Naval Architect Lou Codega has designed vessels for the Navy and Coast Guard as well as a popular line of sportfishing boats and a line of trawler yachts. Though no fan of the senator, Codega doesn’t see Almost Heaven as indicative of a lavish lifestyle. “As much as I'd like to pin this on him, $700,000 for a 1,500-square-foot “condo” in that part of D.C. is kind of slumming it. It’s well fitted out and all that, but I don’t think it qualifies as extravagant.”
This Kadey-Krogen 58 clearly has the styling that Almost Heaven lacks. (Kadey-Krogen photo)
This Florida Bay Coaster qualifies as a “character boat” in the trawler-yacht niche. (JMYS photo)
“Bottom Line, even if it’s worth a million dollars, what does a three-bedroom cost in waterfront Washington?” asks Reuben Trane, who once built a same-size, steel hulled “character boat” later owned by pop star Billy Joel.
To answer Trane’s question, Zillow reports that a three-bedroom, two-bath condo measuring 1,530 square feet and overlooking Manchin’s marina recently sold for $1.78 million.
Almost Heaven’s boxy hull lends itself to create high-volume interior spaces, ideal for Capital cocktail parties. (Walczak Yachts via YouTube)
“I think $220,000 is a hell of a buy. I would have bought it for 220 and put it down in Key West. I wouldn’t plan on going anywhere, and I don’t think Joe does either,” Fickett says. “My guess is that his slip is about $1,500 a month, and that won’t buy a couch to sleep on up there (in D.C.).”
Much of the news coverage of Manchin’s “yacht” over the years has centered on dock parties with his fellow legislators and other D.C. movers and shakers, a function for which Almost Heaven’s large, un-yachtlike open spaces are well suited. It could be argued that not only does the senator’s houseboat provide low-cost housing, but it serves as a venue for networking with colleagues. Almost Heaven is the kind of boat that the owner of a moderately successful car dealership or a mid-career surgeon might own, not a rock star or Silicone Valley whiz kid.

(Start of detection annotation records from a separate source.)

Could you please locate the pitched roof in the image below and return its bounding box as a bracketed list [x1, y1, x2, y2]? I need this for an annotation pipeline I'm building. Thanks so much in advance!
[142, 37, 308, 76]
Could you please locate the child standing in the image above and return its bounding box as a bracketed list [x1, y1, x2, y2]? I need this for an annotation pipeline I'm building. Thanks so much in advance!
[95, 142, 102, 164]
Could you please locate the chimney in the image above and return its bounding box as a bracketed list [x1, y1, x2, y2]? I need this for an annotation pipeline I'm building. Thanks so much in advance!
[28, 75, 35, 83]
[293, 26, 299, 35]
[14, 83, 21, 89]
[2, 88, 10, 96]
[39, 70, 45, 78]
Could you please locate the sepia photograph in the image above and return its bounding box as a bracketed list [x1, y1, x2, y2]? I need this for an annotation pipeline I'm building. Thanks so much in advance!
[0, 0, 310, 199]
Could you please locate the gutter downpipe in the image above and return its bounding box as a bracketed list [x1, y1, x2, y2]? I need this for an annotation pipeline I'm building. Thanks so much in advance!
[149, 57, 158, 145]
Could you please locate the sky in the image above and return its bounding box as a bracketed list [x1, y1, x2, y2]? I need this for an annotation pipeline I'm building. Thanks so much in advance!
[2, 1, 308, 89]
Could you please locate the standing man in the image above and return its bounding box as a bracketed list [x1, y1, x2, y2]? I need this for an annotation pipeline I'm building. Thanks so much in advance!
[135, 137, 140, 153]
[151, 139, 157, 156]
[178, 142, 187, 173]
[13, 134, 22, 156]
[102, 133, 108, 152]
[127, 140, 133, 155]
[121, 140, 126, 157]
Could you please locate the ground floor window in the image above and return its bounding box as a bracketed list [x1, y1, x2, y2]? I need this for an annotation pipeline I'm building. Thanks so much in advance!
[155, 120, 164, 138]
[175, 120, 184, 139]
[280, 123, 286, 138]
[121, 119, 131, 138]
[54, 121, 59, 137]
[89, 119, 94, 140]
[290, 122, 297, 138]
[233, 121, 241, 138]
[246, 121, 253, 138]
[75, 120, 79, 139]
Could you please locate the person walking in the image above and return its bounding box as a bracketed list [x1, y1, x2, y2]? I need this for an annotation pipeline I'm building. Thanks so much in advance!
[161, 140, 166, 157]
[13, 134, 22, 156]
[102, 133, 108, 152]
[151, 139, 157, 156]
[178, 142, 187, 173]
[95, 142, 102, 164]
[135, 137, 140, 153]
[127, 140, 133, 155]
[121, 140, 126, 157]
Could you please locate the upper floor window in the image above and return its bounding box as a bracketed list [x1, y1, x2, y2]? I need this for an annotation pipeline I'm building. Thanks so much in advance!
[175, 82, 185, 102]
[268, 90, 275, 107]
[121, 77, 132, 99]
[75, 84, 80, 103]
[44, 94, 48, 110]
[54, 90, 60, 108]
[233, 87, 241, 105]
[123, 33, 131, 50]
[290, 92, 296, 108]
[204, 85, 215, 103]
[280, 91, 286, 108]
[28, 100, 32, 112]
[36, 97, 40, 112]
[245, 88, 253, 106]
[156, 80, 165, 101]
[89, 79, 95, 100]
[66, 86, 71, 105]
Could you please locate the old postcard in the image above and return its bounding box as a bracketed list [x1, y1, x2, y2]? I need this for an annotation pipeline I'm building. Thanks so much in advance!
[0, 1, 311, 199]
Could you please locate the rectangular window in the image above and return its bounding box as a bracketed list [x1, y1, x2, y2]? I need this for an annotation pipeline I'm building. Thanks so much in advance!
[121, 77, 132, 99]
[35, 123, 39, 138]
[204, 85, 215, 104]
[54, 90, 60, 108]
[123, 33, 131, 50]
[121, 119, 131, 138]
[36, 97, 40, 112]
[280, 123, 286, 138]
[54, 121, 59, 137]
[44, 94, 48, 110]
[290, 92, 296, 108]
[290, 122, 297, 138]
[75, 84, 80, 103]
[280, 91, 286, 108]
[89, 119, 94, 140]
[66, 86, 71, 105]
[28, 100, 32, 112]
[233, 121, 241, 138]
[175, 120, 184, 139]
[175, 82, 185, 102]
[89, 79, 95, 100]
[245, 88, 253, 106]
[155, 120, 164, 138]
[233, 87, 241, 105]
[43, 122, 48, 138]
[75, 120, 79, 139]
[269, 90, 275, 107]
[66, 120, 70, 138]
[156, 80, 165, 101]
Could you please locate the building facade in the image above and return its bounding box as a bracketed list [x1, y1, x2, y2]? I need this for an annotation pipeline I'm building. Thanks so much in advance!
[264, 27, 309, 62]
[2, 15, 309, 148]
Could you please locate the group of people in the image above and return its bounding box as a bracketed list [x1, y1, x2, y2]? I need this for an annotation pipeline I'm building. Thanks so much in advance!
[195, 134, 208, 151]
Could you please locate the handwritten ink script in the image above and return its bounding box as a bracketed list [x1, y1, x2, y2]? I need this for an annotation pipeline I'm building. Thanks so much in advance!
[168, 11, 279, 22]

So, not a yacht and not particularly luxurious—more like cheap digs.
Now, about that Maserati…
Outtakes from the people interviewed for this story
Naval architect Tad Roberts:
It's definitely a houseboat, intended for sheltered water summer-weather use and not for open water passages. No recognized designer. Not even any enclosed pilothouse. Luxury yachts have something more (a lot more) than plain white walls and overhead, and home depot roll vinyl flooring. The builder Custom Steel Boats is not a high-end yacht builder, the boats are at the lower end of the luxury scale, currently they're building barges.
Naval architect Lou Codega:
I think I would call it a houseboat in the sense that a Trumpy was called a houseboat at the time. It can go places, but it would be very uncomfortable in a real sea, I think.
I would not call the exterior luxurious or elegant or anything else good. It was probably wrapped around an interior. The whole effect, to me at least, is a double wide with an expensive interior…L.F. Herreshoff said something like, "When garbage men can afford boats, we will have to design boats that garbage men like."
Boat designer and builder Reuben Trane:
It’s essentially the same concept that we started with the Florida Bay Coaster, which was to build a condo-quality boat not a yacht…For someone from West Virginia it’s a yacht. If you read the Robb Report, it’s not a yacht; it’s a big houseboat.
(This story was originally published earlier this week in the Times West Virginian newspaper, ably commanded by my friend Eric Cravey. To be sure, I am no fan of Sen. Joe Manchin, but words have meanings and, mindful of that, we should see the “yacht” attacks on the senator from the Mountain State for what they are—cheap shots.)
Sorry, for me a yacht has a mast and actually sails. Everything else is just a boat!